The `Dialect` interface has seven methods:
```go
type Dialect interface {
RenderLike(left, right string, isRegex bool) (string, error)
RenderStandaloneWild(left string) (string, error)
PrepareLikePattern(pattern string) (transformed string, useRegex bool)
EscapeStringLiteral(s string) string
SerializeBool(b bool) string
BoolParam(b bool) any
QuoteColumn(name string) (string, error)
}
```
Here's a sketch of a SQL Server dialect. SQL Server uses `[...]` for identifiers, `LIKE` with `%`/`_` for wildcards, no built-in regex:
```go
import (
"fmt"
"strings"
"github.com/grindlemire/go-lucene/pkg/driver"
"github.com/grindlemire/go-lucene/pkg/lucene/expr"
)
type SQLServerDriver struct {
driver.Base
}
func NewSQLServerDriver() SQLServerDriver {
fns := map[expr.Operator]driver.RenderFN{}
for op, sharedFN := range driver.Shared {
fns[op] = sharedFN
}
return SQLServerDriver{
Base: driver.Base{RenderFNs: fns, Dialect: sqlServerDialect{}},
}
}
type sqlServerDialect struct{}
func (sqlServerDialect) RenderLike(left, right string, isRegex bool) (string, error) {
if isRegex {
return "", fmt.Errorf("SQL Server has no built-in regex operator")
}
return fmt.Sprintf("%s LIKE %s", left, right), nil
}
func (sqlServerDialect) RenderStandaloneWild(left string) (string, error) {
return fmt.Sprintf("%s IS NOT NULL", left), nil
}
func (sqlServerDialect) PrepareLikePattern(pattern string) (string, bool) {
// SQL Server LIKE uses % and _ like SIMILAR TO; escape literals with [].
pattern = strings.ReplaceAll(pattern, "%", "[%]")
pattern = strings.ReplaceAll(pattern, "_", "[_]")
pattern = strings.ReplaceAll(pattern, "*", "%")
pattern = strings.ReplaceAll(pattern, "?", "_")
return pattern, false
}
func (sqlServerDialect) EscapeStringLiteral(s string) string {
return "'" + strings.ReplaceAll(s, "'", "''") + "'"
}
func (sqlServerDialect) SerializeBool(b bool) string {
if b {
return "1"
}
return "0"
}
func (sqlServerDialect) BoolParam(b bool) any {
if b {
return 1
}
return 0
}
func (sqlServerDialect) QuoteColumn(name string) (string, error) {
if strings.ContainsRune(name, ']') {
return "", fmt.Errorf("column name contains a right bracket: %q", name)
}
return "[" + name + "]", nil
}
```
The three built-in drivers are the best reference implementations: [`pkg/driver/postgresql.go`](pkg/driver/postgresql.go), [`pkg/driver/sqlite.go`](pkg/driver/sqlite.go), and [`pkg/driver/mysql.go`](pkg/driver/mysql.go).
### Dialect defaults
A driver that leaves `driver.Base.Dialect` unset inherits Postgres-flavored rendering: `SIMILAR TO` for wildcards, `~` for regex, and `true`/`false` for bool literals. Set a `Dialect` on the embedded `Base` whenever your target database diverges from that.

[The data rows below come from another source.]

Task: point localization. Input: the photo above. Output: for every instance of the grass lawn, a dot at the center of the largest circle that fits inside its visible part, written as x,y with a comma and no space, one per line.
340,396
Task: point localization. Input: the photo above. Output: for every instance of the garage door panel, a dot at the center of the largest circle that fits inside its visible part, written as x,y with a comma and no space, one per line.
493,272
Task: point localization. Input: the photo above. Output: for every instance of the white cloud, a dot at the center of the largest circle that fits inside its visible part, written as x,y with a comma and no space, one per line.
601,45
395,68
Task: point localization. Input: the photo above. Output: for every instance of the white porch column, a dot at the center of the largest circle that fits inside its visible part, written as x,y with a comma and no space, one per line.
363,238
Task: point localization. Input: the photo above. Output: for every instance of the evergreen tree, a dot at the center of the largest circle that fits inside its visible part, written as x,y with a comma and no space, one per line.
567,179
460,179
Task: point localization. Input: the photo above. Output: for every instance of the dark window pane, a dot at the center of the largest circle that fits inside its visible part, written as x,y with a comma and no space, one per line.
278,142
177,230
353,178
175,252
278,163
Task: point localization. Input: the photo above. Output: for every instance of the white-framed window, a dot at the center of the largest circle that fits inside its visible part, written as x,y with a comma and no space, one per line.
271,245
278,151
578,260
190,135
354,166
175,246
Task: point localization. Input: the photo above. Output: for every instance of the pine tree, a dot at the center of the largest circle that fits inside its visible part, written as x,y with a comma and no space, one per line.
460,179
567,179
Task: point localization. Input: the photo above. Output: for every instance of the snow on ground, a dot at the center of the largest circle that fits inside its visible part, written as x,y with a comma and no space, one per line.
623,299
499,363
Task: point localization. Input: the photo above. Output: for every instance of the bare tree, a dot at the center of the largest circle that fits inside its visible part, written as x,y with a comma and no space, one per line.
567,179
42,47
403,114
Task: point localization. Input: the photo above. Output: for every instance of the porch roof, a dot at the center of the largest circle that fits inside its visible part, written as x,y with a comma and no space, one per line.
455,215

### Migrating from pre-Dialect drivers
`expr.Like`, `expr.Range`, and `expr.Regexp` are no longer dispatched through `RenderFNs`. If a custom driver used to override any of those three through the map, move the logic into a `driver.Dialect` implementation (`RenderLike`, `RenderStandaloneWild`, `PrepareLikePattern`) and set it on `Base.Dialect`. Map entries for those operators are silently ignored.
The `Dialect` interface evolved across releases: `EscapeLikePattern` was replaced by `PrepareLikePattern` (which additionally returns a `useRegex` flag so dialects can route alternation/grouping patterns to a regex path), and `EscapeStringLiteral` was added so dialects can control string-literal quoting (MySQL needs this to double backslashes under default `sql_mode`).